In the current matter the appellant has provided a statement outlining the circumstances surrounding events which coincided with the need to lodge the appeal. While those matters demonstrate that the appellant was under undue pressure throughout that period, those were of a personal nature, and mostly not directly related to lodging the appeal. The matter was also compounded by the negotiation of a contract of sale for the subject land. However in respect of that potential sale of the subject it is noted that the new owner would retain the right to continue with the current appeal under section 46(2), if jurisdiction is found to lie.
It was also noted from the chronology of personal items outlined in her statement to the Court that, at the critical period when the appeal needed to be lodged with the Court (November) the appellant was under a heavy workload in her employment as a teacher. While such pressures may explain in part the failure of the appellant to meet the time constraints of the requisition from the registrar of the Court, they provide no reasonable excuse for the delay. By her own words the appellant only referred to the letter from the registrar in respect of the requisition on 12 December 1998, one day after the deadline required by the Act. When realising that it was already late, the appellant sought to try and rectify the matter personally by delivering the response on Monday, 14 November 1998.

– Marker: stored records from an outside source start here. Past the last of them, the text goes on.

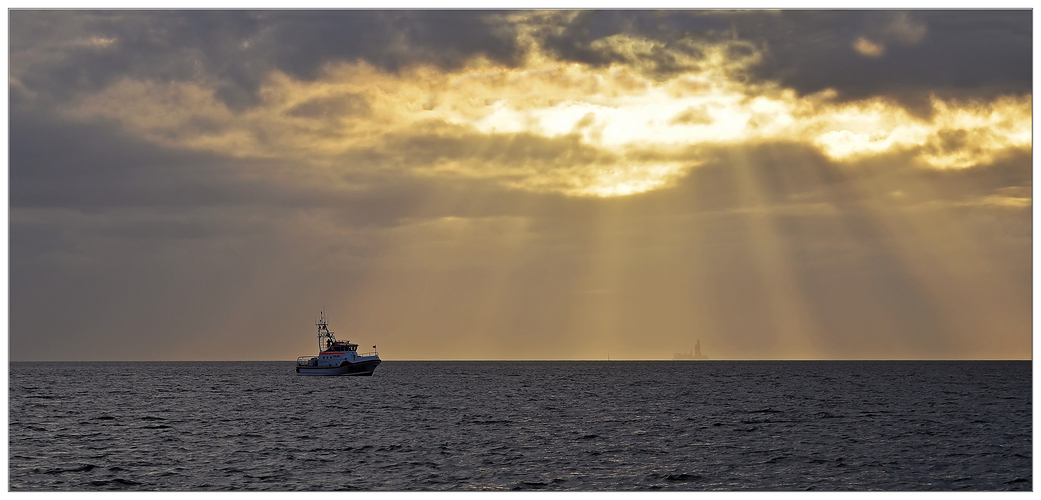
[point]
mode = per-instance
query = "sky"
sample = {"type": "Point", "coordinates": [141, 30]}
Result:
{"type": "Point", "coordinates": [521, 184]}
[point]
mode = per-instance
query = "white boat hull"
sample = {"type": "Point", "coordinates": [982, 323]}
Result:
{"type": "Point", "coordinates": [364, 368]}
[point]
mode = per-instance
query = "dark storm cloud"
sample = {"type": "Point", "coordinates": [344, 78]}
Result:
{"type": "Point", "coordinates": [65, 52]}
{"type": "Point", "coordinates": [963, 52]}
{"type": "Point", "coordinates": [960, 52]}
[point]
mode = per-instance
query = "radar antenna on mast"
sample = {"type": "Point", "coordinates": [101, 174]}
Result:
{"type": "Point", "coordinates": [326, 338]}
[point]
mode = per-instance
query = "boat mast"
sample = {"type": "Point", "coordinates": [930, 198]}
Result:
{"type": "Point", "coordinates": [325, 336]}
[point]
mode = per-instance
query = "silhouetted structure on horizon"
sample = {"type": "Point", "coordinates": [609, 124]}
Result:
{"type": "Point", "coordinates": [695, 354]}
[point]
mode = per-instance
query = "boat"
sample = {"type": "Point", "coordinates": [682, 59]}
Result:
{"type": "Point", "coordinates": [695, 354]}
{"type": "Point", "coordinates": [336, 357]}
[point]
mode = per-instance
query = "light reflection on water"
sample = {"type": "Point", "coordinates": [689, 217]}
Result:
{"type": "Point", "coordinates": [525, 425]}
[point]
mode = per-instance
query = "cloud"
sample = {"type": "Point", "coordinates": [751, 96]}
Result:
{"type": "Point", "coordinates": [457, 183]}
{"type": "Point", "coordinates": [867, 48]}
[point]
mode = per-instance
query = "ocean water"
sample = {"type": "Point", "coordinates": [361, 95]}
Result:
{"type": "Point", "coordinates": [552, 425]}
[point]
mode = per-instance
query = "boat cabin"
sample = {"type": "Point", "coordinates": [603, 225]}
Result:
{"type": "Point", "coordinates": [339, 346]}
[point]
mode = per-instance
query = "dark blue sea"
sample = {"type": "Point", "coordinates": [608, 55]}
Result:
{"type": "Point", "coordinates": [552, 425]}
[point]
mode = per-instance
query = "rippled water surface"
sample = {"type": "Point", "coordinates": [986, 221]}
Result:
{"type": "Point", "coordinates": [554, 425]}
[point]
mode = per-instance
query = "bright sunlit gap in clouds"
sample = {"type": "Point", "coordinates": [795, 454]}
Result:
{"type": "Point", "coordinates": [524, 184]}
{"type": "Point", "coordinates": [613, 131]}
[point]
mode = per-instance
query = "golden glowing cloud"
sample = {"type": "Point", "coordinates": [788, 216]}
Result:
{"type": "Point", "coordinates": [553, 126]}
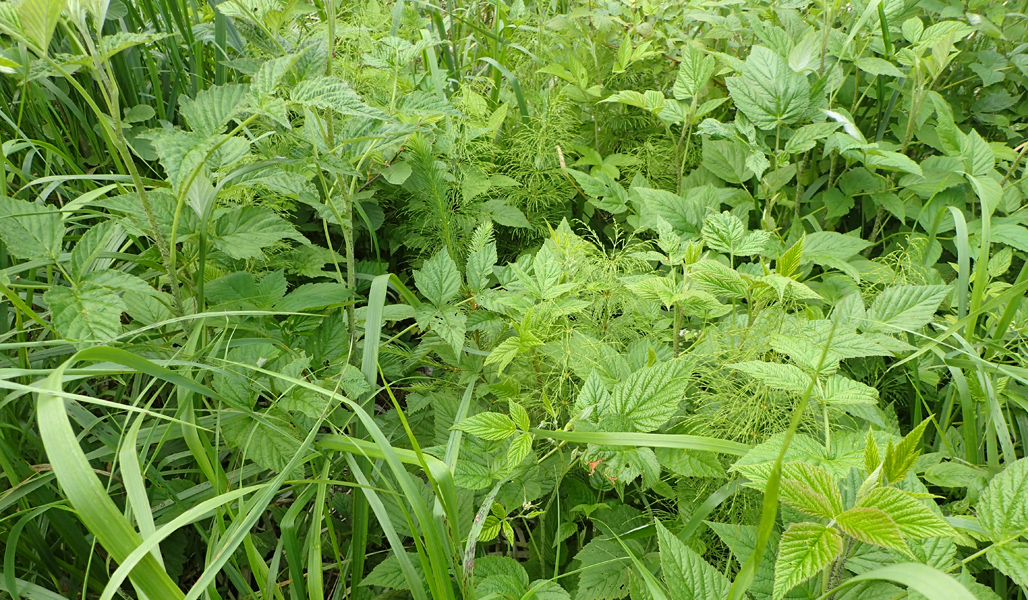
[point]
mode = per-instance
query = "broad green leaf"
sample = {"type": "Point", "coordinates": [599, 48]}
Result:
{"type": "Point", "coordinates": [310, 296]}
{"type": "Point", "coordinates": [843, 390]}
{"type": "Point", "coordinates": [1002, 510]}
{"type": "Point", "coordinates": [690, 463]}
{"type": "Point", "coordinates": [88, 312]}
{"type": "Point", "coordinates": [905, 307]}
{"type": "Point", "coordinates": [811, 490]}
{"type": "Point", "coordinates": [39, 19]}
{"type": "Point", "coordinates": [1012, 560]}
{"type": "Point", "coordinates": [727, 159]}
{"type": "Point", "coordinates": [335, 95]}
{"type": "Point", "coordinates": [911, 515]}
{"type": "Point", "coordinates": [520, 447]}
{"type": "Point", "coordinates": [768, 91]}
{"type": "Point", "coordinates": [30, 230]}
{"type": "Point", "coordinates": [776, 375]}
{"type": "Point", "coordinates": [245, 231]}
{"type": "Point", "coordinates": [726, 232]}
{"type": "Point", "coordinates": [269, 441]}
{"type": "Point", "coordinates": [804, 551]}
{"type": "Point", "coordinates": [488, 425]}
{"type": "Point", "coordinates": [214, 108]}
{"type": "Point", "coordinates": [438, 279]}
{"type": "Point", "coordinates": [900, 458]}
{"type": "Point", "coordinates": [872, 526]}
{"type": "Point", "coordinates": [651, 396]}
{"type": "Point", "coordinates": [807, 137]}
{"type": "Point", "coordinates": [694, 71]}
{"type": "Point", "coordinates": [688, 575]}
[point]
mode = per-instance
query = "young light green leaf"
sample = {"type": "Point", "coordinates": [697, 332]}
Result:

In respect of what might constitute a “reasonable excuse” I am reminded of the findings of the Land Appeal Court in Director-General, Department of Transport v. Congress Community Development and Education Unit Limited (A97-09) 25 June 1998, unreported. In that matter a solicitor entrusted with the responsibility of lodging an appeal on behalf of a claimant in a compensation matter, failed to meet the statutory time limits within which to lodge the appeal. The Land Appeal Court found it unnecessary to consider whether the applicant was necessarily fixed with his agent’s conduct to the extent that the agent’s conduct is in all respects to be treated as that of the applicant, noting only that in circumstances such as existing in that case, there was persuasive authority which supports a more flexible approach.
However while the Land Appeal Court allowed the application to appeal out of time, in the specific evidence of that matter, the Court was very critical of the actions of the applicant’s legal advisers for allowing such an environment that the solicitor involved was forced to the state of work-related exhaustion. The Land Appeal Court awarded costs associated with the application to be paid by the applicants to the respondent in that matter.
In the current matter the leniency allowed in Congress Community can be distinguished in as much as there is no second party representative acting for the appellant, who at all times had the carriage of the appeal within her direct control. It is acknowledged that the appellant has suffered a long and stressful environment during the appeal process. However while the appellant in her statement also provides some insight into her personality make-up and her propensity to procrastinate a decision until the last moment, that also does not excuse failure to meet the requirements of the Legislation.
Conclusion:
On the evidence before me I find that the appellant has not satisfied the mandatory requirements of the Legislation. This Court is a body of statutory powers, and as such can only exercise such powers in accordance with the directions of the Legislation. There is no discretion to assume powers beyond those limits. I therefore find I have no jurisdiction to proceed with the appeal on its merits. The appeal is struck out for want of jurisdiction.